Tom,

How? The issue is that stmtmulti silently skip some ';' when empty
statements are found, [...]

Maybe you should undo that.

I was trying to be minimally invasive in the parser, i.e. not to change any rules.

I've generally found that trying to put optimizations into the grammar is a bad idea; it's better to KISS in gram.y and apply optimizations later on.

I can change rules, but I'm not sure it will be better. It would allow to remove the last ';' location in the lexer which Kyotar does not like, but it would add some new stretching to compute the length of statements and remove the empty statements.

I would say that it would be different, but not necessarily better.

- Make all parse nodes have the following two members at the
beginning.

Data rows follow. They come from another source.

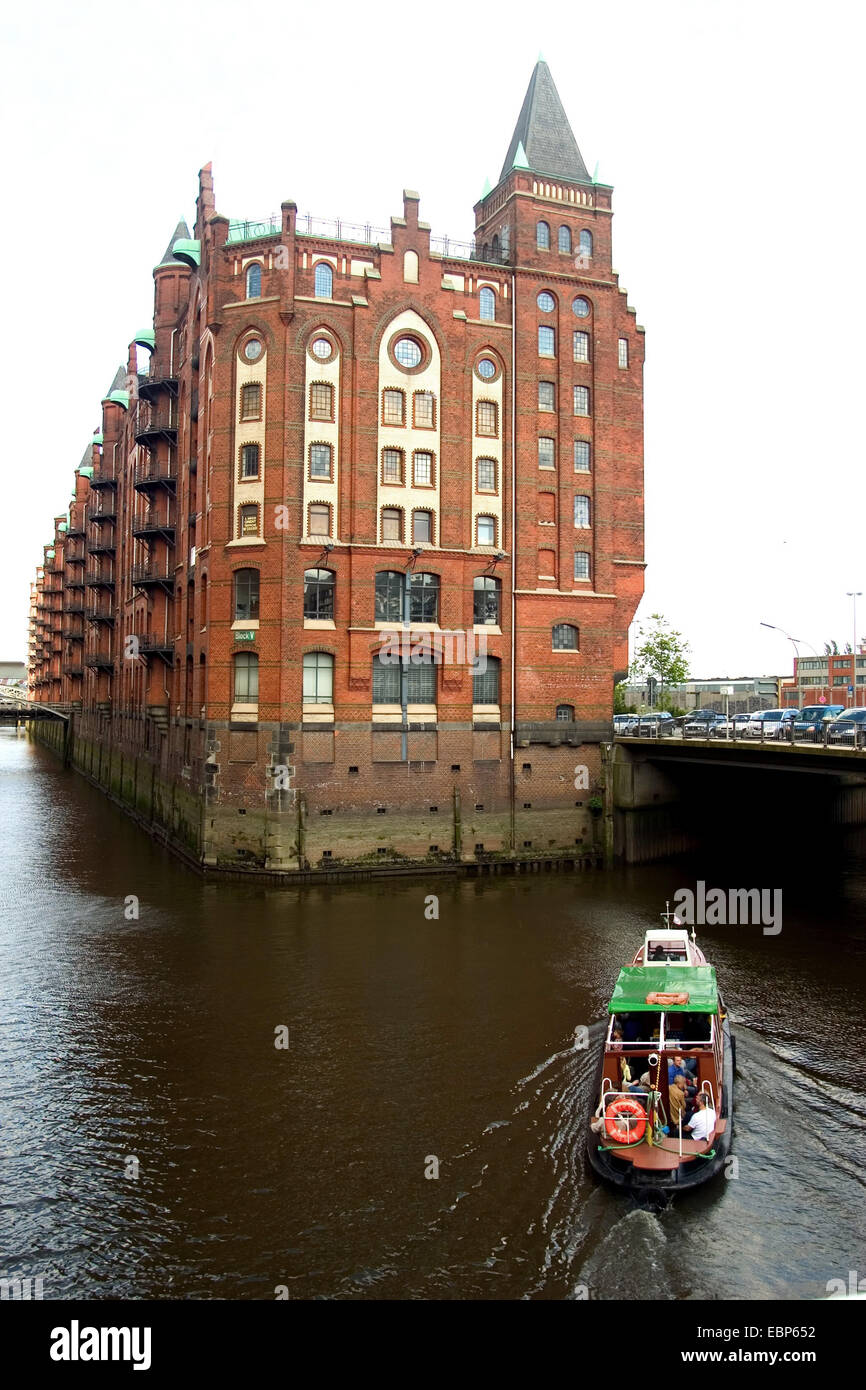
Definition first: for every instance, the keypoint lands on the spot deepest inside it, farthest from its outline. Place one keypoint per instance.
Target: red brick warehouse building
(331, 435)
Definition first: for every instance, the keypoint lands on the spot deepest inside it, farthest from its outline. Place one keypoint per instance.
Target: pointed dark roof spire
(181, 231)
(542, 128)
(118, 382)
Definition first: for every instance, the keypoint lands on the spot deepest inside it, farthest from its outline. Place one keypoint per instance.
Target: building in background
(341, 464)
(738, 694)
(833, 679)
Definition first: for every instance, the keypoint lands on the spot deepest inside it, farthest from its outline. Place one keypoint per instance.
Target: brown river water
(148, 1047)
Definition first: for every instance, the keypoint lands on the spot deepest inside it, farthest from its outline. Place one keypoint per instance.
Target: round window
(407, 352)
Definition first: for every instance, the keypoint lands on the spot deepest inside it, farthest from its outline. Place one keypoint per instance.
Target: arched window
(392, 524)
(565, 637)
(246, 679)
(253, 282)
(485, 681)
(246, 595)
(319, 594)
(487, 594)
(388, 597)
(324, 281)
(317, 679)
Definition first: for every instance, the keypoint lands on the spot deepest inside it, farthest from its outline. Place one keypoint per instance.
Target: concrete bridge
(667, 795)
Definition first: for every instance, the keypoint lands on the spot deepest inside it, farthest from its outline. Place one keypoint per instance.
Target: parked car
(704, 723)
(656, 724)
(850, 727)
(783, 727)
(812, 720)
(765, 722)
(734, 724)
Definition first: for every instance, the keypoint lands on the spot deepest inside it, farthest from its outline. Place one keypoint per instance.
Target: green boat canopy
(635, 982)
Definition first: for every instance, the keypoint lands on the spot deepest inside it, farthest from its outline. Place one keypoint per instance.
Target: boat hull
(626, 1176)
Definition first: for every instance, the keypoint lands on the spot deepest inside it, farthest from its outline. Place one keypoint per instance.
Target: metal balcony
(99, 581)
(99, 613)
(103, 477)
(161, 647)
(103, 545)
(148, 576)
(150, 528)
(154, 473)
(154, 423)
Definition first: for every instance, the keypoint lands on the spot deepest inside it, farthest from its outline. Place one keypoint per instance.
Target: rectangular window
(581, 346)
(392, 464)
(320, 460)
(546, 453)
(485, 474)
(546, 341)
(385, 683)
(423, 470)
(487, 419)
(250, 402)
(581, 456)
(421, 684)
(424, 410)
(581, 565)
(321, 401)
(394, 406)
(320, 519)
(249, 460)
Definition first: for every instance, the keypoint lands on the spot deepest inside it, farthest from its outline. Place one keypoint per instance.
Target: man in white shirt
(704, 1121)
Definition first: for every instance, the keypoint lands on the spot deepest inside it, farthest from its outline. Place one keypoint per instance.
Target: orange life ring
(626, 1122)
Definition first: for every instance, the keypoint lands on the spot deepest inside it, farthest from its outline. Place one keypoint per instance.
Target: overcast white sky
(733, 134)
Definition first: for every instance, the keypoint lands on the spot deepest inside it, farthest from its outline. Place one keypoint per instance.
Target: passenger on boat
(677, 1101)
(704, 1121)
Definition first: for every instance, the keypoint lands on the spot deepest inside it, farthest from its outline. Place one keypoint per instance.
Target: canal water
(146, 1045)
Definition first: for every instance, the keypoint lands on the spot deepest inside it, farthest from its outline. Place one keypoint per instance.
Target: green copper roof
(635, 982)
(520, 160)
(188, 250)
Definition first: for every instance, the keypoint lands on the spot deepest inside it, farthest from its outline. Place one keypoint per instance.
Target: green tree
(660, 655)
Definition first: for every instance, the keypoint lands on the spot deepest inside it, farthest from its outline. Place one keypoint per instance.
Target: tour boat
(666, 1005)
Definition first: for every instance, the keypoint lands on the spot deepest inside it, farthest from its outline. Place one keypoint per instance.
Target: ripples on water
(409, 1039)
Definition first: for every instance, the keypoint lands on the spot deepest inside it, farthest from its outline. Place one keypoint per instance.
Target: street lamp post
(854, 595)
(794, 644)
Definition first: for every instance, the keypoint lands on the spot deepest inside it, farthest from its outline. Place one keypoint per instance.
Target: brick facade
(346, 406)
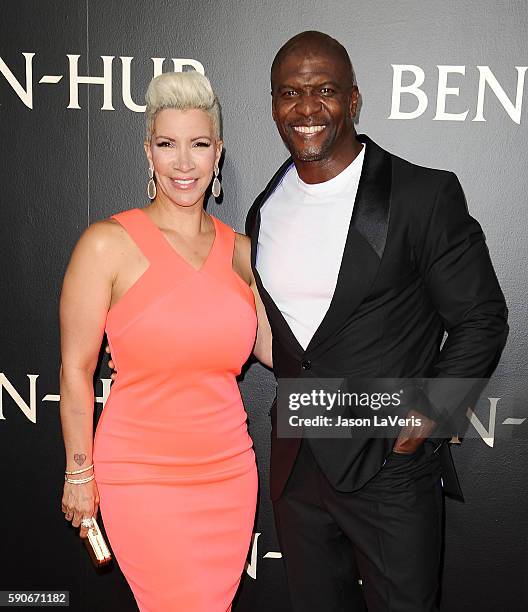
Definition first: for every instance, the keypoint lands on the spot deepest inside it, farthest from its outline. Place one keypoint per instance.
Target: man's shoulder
(414, 175)
(274, 181)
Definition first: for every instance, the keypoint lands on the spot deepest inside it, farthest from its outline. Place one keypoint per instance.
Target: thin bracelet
(79, 480)
(80, 471)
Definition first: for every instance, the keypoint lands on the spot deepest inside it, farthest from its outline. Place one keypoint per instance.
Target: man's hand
(411, 436)
(111, 363)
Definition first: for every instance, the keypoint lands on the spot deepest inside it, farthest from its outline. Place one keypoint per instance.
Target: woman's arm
(85, 300)
(263, 343)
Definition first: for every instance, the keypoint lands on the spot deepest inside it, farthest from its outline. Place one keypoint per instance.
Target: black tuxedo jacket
(415, 264)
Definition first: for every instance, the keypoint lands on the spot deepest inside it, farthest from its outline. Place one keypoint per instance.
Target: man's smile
(309, 129)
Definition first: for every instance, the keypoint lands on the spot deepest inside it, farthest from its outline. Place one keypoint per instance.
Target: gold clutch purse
(96, 545)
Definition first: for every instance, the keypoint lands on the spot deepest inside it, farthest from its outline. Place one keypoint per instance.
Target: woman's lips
(184, 183)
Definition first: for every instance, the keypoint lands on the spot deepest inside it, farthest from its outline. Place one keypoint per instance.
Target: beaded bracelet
(80, 471)
(79, 480)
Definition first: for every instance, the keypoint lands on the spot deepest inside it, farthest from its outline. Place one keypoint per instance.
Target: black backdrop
(64, 167)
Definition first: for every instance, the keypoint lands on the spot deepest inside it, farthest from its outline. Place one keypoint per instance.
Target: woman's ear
(148, 153)
(219, 147)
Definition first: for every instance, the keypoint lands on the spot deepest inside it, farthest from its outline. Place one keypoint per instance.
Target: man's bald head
(312, 43)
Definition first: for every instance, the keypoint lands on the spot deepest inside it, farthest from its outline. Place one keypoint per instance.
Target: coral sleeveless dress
(173, 460)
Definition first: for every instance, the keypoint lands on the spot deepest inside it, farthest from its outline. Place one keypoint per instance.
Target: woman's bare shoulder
(242, 257)
(105, 239)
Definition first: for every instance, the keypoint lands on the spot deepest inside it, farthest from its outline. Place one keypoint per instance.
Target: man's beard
(311, 152)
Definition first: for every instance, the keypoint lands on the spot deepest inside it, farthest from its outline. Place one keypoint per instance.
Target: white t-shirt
(301, 241)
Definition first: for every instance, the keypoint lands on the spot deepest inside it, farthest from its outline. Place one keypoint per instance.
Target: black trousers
(388, 535)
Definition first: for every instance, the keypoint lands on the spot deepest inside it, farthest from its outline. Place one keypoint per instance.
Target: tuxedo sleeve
(461, 283)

This unifies all parse node from the view of setting
their location. Commenting about this would be better.

| NodeTag   type;
| int       location;

I do not like this.  You are making what should be a small patch into
a giant, invasive one.

I would not say that the current patch is giant & invasive, if you abstract the two added fields to high-level statements.

I'd think about adding a single parse node type that corresponds to "stmt" in the grammar and really doesn't do anything but carry the location info for the overall statement. That info could then be transferred into the resulting Query node.

I'm not sure I understand your suggestion. Currently I have added the location & length information to all high-level statements nodes, plus query and planned. I think that planned is necessary for utility statements.

I understand that you suggest to add a new intermediate structure:

  typedef struct {
    NodeTag tag;
    int location, length;
    Node *stmt;
  } ParseNode;

So that raw_parser would return a List<ParseNode> instead of a List<Node>, and the statements would be unmodified.

Problem solved with (I think) very little code touched.


Then raw_parser() callers have to manage a List<ParseNode> instead of the List<Node>, I'm not sure of the size of the propagation to manage the added indirection level appropriately: raw_parser is called 4 times (in parser, tcop, commands, plpgsql...). The first call in tcop is copyObject(), equal(), check_log_statement(), errdetail_execute()...

Probably it can be done, but I'm moderately unthousiastic: it looks like starting unwinding a ball of wool, and I'm not sure where it would stop, as it means touching at least the 4 uses of raw_parser in 4 distinct part of postgres, whereas the current approach did not change anything for raw_parser callers, although at the price of modifying all statement nodes.

Did I read you correctly?